US Puts Focus on Modern Problem: 'Climate Refugees'

New report is first comprehensive look at problem, possible remedies
By Newser Editors and Wire Services
Posted Oct 21, 2021 2:09 PM CDT
US Puts Focus on New Problem: 'Climate Refugees'
In this file photo, a jogger runs along McCovey Cove outside Oracle Park in San Francisco, under darkened skies from wildfire smoke.   (AP Photo/Tony Avelar)

Worsening climate change requires that the US do much more to track, ease, and manage flows of refugees fleeing natural disasters, the Biden administration said Thursday in what it billed as the federal government's first deep look at the problem. The report recommends a range of steps: doing more to monitor for floods or other disasters likely to create climate refugees, tailoring US aid to help people to ride out droughts or storms in their own countries, and examining legal protections for refugees driven from their countries partly because of worsening climate, per the AP.

The report also urges creation of a task force to coordinate management of climate change and migration, from climate scientists to aid and security officials.
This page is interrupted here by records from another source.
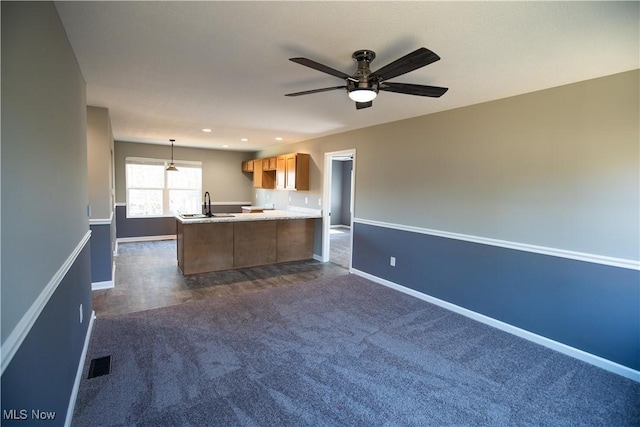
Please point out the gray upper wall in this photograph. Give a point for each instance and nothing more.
(556, 168)
(44, 154)
(221, 170)
(99, 148)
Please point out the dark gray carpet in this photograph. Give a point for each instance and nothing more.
(336, 352)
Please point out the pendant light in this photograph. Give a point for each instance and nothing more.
(172, 167)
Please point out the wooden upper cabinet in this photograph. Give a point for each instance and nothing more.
(285, 172)
(281, 162)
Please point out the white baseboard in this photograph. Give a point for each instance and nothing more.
(347, 227)
(76, 384)
(21, 330)
(145, 238)
(592, 359)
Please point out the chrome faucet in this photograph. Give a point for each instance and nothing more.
(207, 205)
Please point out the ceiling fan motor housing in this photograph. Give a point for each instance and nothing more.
(361, 76)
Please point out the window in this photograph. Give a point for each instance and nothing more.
(152, 191)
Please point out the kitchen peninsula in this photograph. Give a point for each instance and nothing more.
(228, 241)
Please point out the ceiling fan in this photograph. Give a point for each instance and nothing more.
(363, 85)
Each year, hurricanes, the failure of seasonal rains, and other sudden natural disasters force an average of 21.5 million people from their homes around the world, the UN High Commissioner for Refugees says. Worsening climate from the burning of coal and gas already is intensifying a range of disasters, from wildfires overrunning towns in California, rising seas overtaking island nations, and drought-aggravated conflict in parts of the world.
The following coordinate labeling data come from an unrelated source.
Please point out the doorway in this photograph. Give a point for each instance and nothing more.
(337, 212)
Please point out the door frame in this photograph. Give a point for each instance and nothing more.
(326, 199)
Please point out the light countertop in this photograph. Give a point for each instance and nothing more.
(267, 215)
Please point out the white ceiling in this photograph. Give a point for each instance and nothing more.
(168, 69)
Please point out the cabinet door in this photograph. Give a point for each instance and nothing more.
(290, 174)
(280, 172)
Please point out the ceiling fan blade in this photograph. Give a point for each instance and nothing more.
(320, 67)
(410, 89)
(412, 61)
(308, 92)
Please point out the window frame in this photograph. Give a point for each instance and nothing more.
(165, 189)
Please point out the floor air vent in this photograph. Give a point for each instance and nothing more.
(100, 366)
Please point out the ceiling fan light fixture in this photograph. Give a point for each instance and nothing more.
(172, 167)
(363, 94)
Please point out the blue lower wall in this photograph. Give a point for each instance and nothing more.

“Policy and programming efforts made today and in coming years will impact estimates of people moving due to climate-related factors,” the report said. It was ordered by President Biden and compiled recommendations of federal agencies across government. “Tens of millions of people, however, are likely to be displaced over the next two to three decades due in large measure to climate change impacts.” The Biden administration is eager to show itself confronting the impacts of climate change ahead of a UN climate conference in Glasgow, Scotland, that starts late this month.